(UPDATE: This whole post was secretly just preparation for my interview with FCC Commissioner Nathan Simington a couple weeks later.)
(TW: net neutrality, pasta racism, NCTA v. Brand X, brief but alarmingly favorable quotation of Justice Breyer, Ted Stevens Dance Remix)
Over on Facebook, some of my friends have asked me to give an update to my 2014 post(s) which laid out a conservative argument for Title II “common carrier” regulation of Internet Service Providers.
But, honestly, not all that much has changed. Title II was imposed soon after I called for it, albeit in a limited and, in some respects, sloppy fashion. It remained in effect until 2018, when the Trump-era FCC repealed it… but the repeal itself got caught up in a legal battle (Mozilla v. FCC) which was only finally resolved in July 2020, when Mozilla decided not to appeal. That left about four months for telecoms to go wild with their newfound freedom to throttle.
Then came the presidential election. With President Biden’s victory came the inevitability of new Title II regulation. Telecoms are now right back on their best behavior, hoping to convince the FCC that they are good little boys and girls and will not put any more firefighters’ lives up for ransom, so the mean old FCC won’t ban zero-rating.
(ASIDE: I’m not really convinced the Verizon firefighter thing was a net neutrality issue, as some have argued, but it was terrible press and at least points to monopoly-like behavior at Verizon. By “monopoly-like,” I mean that only a monopolist or a fool would so abuse a sympathetic, expensive customer during a nationally-televised emergency. I don’t think Verizon is a fool.)
So net neutrality critics have been saying that “we ended net neutrality and the Internet didn’t end,” which is half-true: no, the Internet didn’t end… but, as I noted shortly after the litigation began, net neutrality never really ended, either.
Meanwhile, there have been no grand market disruptions that would tend to change my 2014 analysis. Telecom consolidation has continued apace, as mainstream economic theory predicted, because, as I explained in 2014, telecoms are natural monopolies.
There are still exactly two wired broadband competitors in my zip code (Comcast and CenturyLink). I’ve lived in four homes since 2011, and they were the only two options at all of them.
I only have bills back to 2015, but it looks like I personally pay almost exactly the same amount of money to Comcast ($60 now vs $65 then) for a lower tier of service (Performance Pro+ vs Blast), but that lower tier is apparently just as fast as what I had in 2015 (150mbps vs 150mbps), and inflation exists, so I’m overall in slightly better shape. I only have to call their customer service once a year to lock in a discount (I didn’t used to have to do that, sigh), so, on the whole, I hate Comcast much less than I did in 2014, right after I moved twice and had to spend days on their support line.
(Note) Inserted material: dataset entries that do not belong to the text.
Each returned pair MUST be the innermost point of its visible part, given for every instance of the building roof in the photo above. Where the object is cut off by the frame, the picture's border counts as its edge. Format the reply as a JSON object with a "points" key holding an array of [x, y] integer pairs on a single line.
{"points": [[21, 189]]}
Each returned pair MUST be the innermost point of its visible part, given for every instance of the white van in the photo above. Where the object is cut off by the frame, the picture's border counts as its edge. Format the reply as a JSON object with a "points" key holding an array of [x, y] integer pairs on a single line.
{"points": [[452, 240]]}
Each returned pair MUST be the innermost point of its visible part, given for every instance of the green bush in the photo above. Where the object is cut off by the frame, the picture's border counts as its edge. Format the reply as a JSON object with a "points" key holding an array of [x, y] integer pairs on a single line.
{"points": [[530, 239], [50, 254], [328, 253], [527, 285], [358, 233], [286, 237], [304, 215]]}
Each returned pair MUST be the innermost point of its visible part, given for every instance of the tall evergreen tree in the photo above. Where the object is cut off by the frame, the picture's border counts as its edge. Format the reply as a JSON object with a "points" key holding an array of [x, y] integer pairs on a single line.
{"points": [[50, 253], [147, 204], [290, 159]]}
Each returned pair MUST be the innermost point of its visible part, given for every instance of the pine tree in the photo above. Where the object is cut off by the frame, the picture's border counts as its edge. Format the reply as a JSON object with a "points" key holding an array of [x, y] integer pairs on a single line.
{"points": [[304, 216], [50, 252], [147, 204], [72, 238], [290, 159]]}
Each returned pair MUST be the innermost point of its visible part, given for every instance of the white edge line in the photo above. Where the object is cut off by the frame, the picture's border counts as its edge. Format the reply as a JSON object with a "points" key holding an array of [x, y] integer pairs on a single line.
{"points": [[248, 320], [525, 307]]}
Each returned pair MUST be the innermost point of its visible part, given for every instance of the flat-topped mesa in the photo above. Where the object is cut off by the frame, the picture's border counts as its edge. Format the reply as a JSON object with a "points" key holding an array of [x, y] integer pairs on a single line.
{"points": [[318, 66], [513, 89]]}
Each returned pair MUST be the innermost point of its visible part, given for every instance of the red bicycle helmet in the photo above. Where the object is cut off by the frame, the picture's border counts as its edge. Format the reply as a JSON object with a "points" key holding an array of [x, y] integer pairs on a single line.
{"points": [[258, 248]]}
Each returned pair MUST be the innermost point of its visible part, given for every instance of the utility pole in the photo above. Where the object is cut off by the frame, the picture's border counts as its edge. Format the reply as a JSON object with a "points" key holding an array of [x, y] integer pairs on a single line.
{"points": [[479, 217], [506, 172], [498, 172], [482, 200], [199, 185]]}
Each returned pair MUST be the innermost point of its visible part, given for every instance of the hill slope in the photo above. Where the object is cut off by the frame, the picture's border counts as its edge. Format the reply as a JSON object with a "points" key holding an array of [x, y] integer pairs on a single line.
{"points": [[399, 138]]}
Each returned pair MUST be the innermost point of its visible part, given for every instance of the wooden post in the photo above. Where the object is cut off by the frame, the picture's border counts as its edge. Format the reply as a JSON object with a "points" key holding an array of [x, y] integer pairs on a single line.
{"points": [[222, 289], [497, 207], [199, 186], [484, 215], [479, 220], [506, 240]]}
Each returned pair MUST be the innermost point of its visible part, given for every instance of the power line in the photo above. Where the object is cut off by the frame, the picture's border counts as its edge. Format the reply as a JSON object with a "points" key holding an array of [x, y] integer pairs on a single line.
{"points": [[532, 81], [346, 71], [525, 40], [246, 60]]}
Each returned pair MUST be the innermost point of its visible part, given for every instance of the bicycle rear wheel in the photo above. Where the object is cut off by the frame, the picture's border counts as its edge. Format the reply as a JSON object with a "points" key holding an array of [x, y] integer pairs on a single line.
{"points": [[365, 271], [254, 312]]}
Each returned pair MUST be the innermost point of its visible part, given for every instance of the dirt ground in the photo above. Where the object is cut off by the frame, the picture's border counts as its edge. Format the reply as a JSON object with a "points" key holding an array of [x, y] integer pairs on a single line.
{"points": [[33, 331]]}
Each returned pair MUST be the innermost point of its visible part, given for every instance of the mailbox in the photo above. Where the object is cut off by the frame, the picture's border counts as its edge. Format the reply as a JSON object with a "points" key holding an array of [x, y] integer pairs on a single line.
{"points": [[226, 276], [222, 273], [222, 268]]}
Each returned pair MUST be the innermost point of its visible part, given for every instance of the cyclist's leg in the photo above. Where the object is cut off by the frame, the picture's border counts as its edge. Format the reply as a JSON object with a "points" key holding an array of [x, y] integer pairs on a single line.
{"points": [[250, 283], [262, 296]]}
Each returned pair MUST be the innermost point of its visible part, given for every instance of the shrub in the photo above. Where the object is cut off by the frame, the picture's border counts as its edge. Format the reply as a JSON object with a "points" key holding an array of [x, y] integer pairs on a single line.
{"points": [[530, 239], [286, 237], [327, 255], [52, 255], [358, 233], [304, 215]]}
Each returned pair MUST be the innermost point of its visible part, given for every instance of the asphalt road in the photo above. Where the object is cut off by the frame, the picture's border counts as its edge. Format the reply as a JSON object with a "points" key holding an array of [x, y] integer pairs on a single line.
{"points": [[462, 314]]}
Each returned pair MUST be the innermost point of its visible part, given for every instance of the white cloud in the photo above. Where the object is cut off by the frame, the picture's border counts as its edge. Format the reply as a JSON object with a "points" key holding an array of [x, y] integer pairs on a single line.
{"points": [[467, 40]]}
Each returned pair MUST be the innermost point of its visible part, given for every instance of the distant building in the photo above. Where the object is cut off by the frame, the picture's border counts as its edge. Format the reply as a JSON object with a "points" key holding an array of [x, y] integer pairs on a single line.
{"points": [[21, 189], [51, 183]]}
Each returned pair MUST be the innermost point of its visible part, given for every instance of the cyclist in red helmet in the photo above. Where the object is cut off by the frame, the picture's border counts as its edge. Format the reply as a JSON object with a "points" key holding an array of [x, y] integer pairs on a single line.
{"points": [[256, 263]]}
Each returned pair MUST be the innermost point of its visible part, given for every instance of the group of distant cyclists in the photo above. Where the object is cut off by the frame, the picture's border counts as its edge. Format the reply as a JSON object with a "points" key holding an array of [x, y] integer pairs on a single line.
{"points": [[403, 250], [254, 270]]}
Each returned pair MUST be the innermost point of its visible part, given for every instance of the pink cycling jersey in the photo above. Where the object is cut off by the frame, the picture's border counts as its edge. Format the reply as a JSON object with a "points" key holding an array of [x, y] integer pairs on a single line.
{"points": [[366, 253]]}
So: no news! You can reread my 2014 net neutrality post; I pretty much stand by it. (There’s a couple details I wish I could retract, not because I think I was wrong, but because I didn’t present enough evidence. C’est la vie.)
However, while I was rereading everything that’s happened since 2014, I was reminded of something: Republican FCC commissioners really confuse me. They’re Republicans, they grew up in the same conservative movement I did, confirmed by Republican senators I generally trust, and I really like to think that they are doing their best to follow the law and help American voters. Yet Republican FCC commissioners routinely say things that—it seems to me—clearly aren’t true, and make arguments that—it seems to me—don’t make sense. There were times during the Trump Administration when I wanted to grab Chairmain Pai (who is a super-nice guy, by all accounts) by the shoulders and shake him while shouting questions in all capital letters.
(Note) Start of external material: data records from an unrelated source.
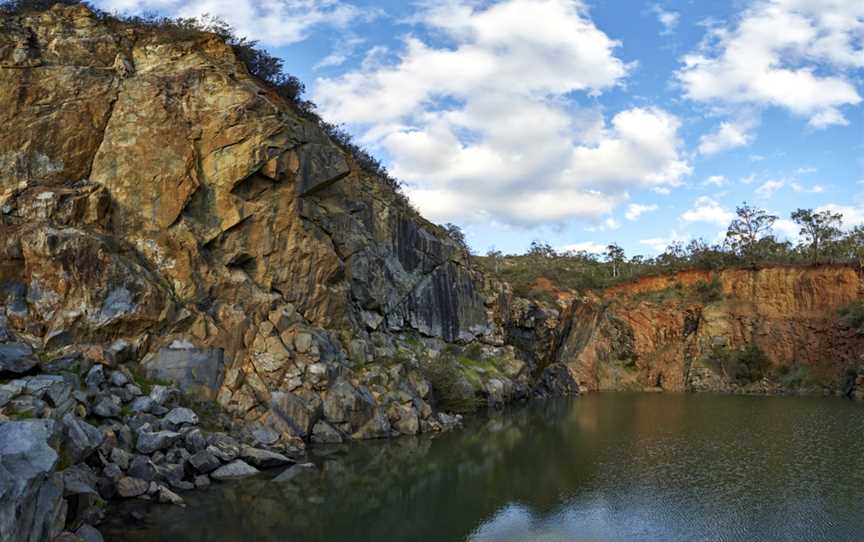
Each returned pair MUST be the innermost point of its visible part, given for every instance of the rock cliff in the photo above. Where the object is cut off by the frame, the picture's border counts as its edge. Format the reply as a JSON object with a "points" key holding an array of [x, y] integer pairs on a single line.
{"points": [[160, 205], [767, 330]]}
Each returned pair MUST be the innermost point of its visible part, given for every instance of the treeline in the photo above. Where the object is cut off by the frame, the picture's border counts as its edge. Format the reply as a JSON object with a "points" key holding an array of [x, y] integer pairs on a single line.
{"points": [[260, 64], [750, 241]]}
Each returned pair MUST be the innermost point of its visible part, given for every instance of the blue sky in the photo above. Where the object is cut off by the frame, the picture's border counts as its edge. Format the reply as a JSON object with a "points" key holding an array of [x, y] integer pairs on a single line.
{"points": [[581, 123]]}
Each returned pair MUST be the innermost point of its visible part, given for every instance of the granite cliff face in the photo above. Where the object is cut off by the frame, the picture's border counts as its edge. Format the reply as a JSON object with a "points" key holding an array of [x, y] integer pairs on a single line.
{"points": [[683, 332], [160, 205]]}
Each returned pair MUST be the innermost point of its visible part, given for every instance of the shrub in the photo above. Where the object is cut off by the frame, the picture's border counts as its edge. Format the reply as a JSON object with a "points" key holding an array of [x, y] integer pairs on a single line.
{"points": [[746, 365], [708, 292], [852, 316], [452, 391]]}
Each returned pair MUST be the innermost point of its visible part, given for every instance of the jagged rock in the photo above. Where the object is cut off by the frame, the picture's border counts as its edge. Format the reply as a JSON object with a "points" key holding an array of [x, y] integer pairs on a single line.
{"points": [[180, 416], [88, 533], [95, 377], [265, 436], [141, 467], [297, 413], [190, 368], [324, 433], [31, 495], [166, 496], [236, 469], [195, 441], [109, 406], [223, 446], [164, 396], [81, 438], [205, 461], [142, 404], [149, 442], [263, 459], [128, 487], [121, 458], [118, 379], [16, 358]]}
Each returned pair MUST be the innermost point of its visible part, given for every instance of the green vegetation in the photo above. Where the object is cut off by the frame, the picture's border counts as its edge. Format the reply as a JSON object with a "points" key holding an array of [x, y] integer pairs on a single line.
{"points": [[452, 391], [746, 365], [260, 64], [852, 316], [749, 243]]}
If I ever had a chance to sit down with a Republican FCC commissioner, and time were no object, and he (or she! you never know) didn’t throw a coffee in my face after the first few questions, these are the questions I would have—sans caps lock:
QUESTIONS OF TEXT AND HISTORY
As a conservative, before I talk about public policy, it’s for me important to understand how the public policy evolved, why it did so, and what the governing law means. This matters both because I’m an originalist-textualist disciple of the Federalist Society and because I’m a Chesterton’s Fence conservative. Republican FCC commissioners consistently have what I perceive as bizarre views on the text and history of net neutrality, and their seemingly erroneous conclusions inform the rest of their analysis.
1. Why do Republican commissioners consistently act as though net neutrality regulation of telecoms were unusual?
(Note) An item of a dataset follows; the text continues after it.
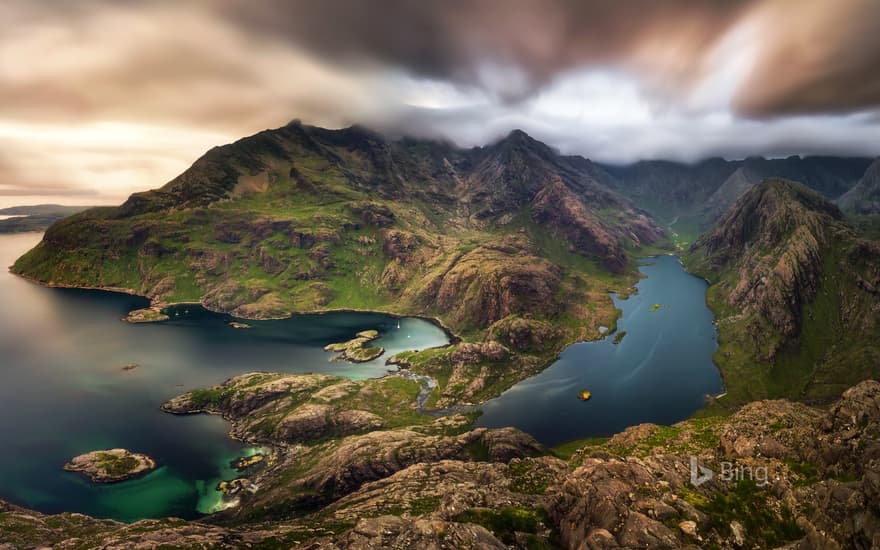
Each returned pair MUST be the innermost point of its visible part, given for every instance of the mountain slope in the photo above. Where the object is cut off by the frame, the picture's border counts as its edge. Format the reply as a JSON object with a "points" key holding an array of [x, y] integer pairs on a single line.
{"points": [[305, 219], [696, 195], [440, 485], [797, 294], [864, 198]]}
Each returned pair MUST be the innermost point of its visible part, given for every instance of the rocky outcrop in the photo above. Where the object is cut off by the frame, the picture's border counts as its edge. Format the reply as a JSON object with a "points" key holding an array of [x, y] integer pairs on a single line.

Telecoms who own the Internet’s physical network (originally including cable telecoms; see, e.g., AT&T v. Portland) were regulated directly as Title II common carriers from the unveiling of the first public ISP in 1989 until 2002, when the FCC launched its experiment in deregulating cable broadband by classifying the physical-network providers as “information services,” not “telecommunications services” in the Cable Modem Order. (Telecommunications services are subject to Title II common carriage rules; information services are not.)